Re: Built-in CTYPE provider

From: Peter Eisentraut <peter(at)eisentraut(dot)org>
To: Jeff Davis <pgsql(at)j-davis(dot)com>, Daniel Verite <daniel(at)manitou-mail(dot)org>
Cc: Robert Haas <robertmhaas(at)gmail(dot)com>, Jeremy Schneider <schneider(at)ardentperf(dot)com>, pgsql-hackers(at)postgresql(dot)org
Subject: Re: Built-in CTYPE provider
Date: 2024-01-22 18:49:56
Message-ID: 2bcd882a-cf20-40fc-84eb-5c5c6365ff56@eisentraut.org
Views: Raw Message | Whole Thread | Download mbox | Resend email
Thread:
Lists: pgsql-hackers

On 18.01.24 23:03, Jeff Davis wrote:
> On Thu, 2024-01-18 at 13:53 +0100, Peter Eisentraut wrote:
>> I think that would be a terrible direction to take, because it would
>> regress the default sort order from "correct" to "useless".
>
> I don't agree that the current default is "correct". There are a lot of
> ways it can be wrong:
>
> * the environment variables at initdb time don't reflect what the
> users of the database actually want
> * there are so many different users using so many different
> applications connected to the database that no one "correct" sort order
> exists
> * libc has some implementation quirks
> * the version of Unicode that libc is based on is not what you expect
> * the version of libc is not what you expect

These are arguments why the current defaults are not universally
perfect, but I'd argue that they are still most often the right thing as
the default.

>>   Aside from
>> the overall message this sends about how PostgreSQL cares about
>> locales
>> and Unicode and such.
>
> Unicode is primarily about the semantics of characters and their
> relationships. The patches I propose here do a great job of that.
>
> Collation (relationships between *strings*) is a part of Unicode, but
> not the whole thing or even the main thing.

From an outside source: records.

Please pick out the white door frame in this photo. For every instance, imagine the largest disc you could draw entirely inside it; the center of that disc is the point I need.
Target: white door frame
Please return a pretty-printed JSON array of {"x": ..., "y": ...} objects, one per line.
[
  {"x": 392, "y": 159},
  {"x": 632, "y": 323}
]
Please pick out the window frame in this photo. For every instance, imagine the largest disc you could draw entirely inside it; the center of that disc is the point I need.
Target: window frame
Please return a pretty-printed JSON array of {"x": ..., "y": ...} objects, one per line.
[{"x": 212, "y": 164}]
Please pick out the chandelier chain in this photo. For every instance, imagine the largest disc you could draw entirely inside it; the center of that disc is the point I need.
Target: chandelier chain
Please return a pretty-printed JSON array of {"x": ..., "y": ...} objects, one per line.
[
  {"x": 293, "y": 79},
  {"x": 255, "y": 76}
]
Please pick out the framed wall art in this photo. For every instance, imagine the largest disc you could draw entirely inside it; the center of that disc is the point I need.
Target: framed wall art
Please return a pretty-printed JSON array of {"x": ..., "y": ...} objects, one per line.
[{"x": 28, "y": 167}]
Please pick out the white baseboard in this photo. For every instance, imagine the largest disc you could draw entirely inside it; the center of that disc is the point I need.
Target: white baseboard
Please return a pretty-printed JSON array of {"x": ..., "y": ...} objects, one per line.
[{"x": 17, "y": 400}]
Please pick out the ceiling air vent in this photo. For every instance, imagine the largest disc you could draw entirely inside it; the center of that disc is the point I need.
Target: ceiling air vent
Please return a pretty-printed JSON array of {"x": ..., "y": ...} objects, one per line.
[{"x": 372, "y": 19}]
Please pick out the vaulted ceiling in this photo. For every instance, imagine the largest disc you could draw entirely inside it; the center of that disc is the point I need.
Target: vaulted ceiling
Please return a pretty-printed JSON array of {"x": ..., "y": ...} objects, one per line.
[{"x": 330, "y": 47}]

I don't get this argument. Of course, people care about sorting and
sort order. Whether you consider this part of Unicode or adjacent to
it, people still want it.

>> Maybe you don't intend for this to be the default provider?
>
> I am not proposing that this provider be the initdb-time default.

ok

>>   But then
>> who would really use it? I mean, sure, some people would, but how
>> would
>> you even explain, in practice, the particular niche of users or use
>> cases?
>
> It's for users who want to respect Unicode support text from
> international sources in their database; but are not experts on the
> subject and don't know precisely what they want or understand the
> consequences. If and when such users do notice a problem with the sort
> order, they'd handle it at that time (perhaps with a COLLATE clause, or
> sorting in the application).

> Vision:

> * ICU offers COLLATE UNICODE, locale tailoring, case-insensitive
> matching, and customization with rules. It's the solution for
> everything from "slightly more advanced" to "very advanced".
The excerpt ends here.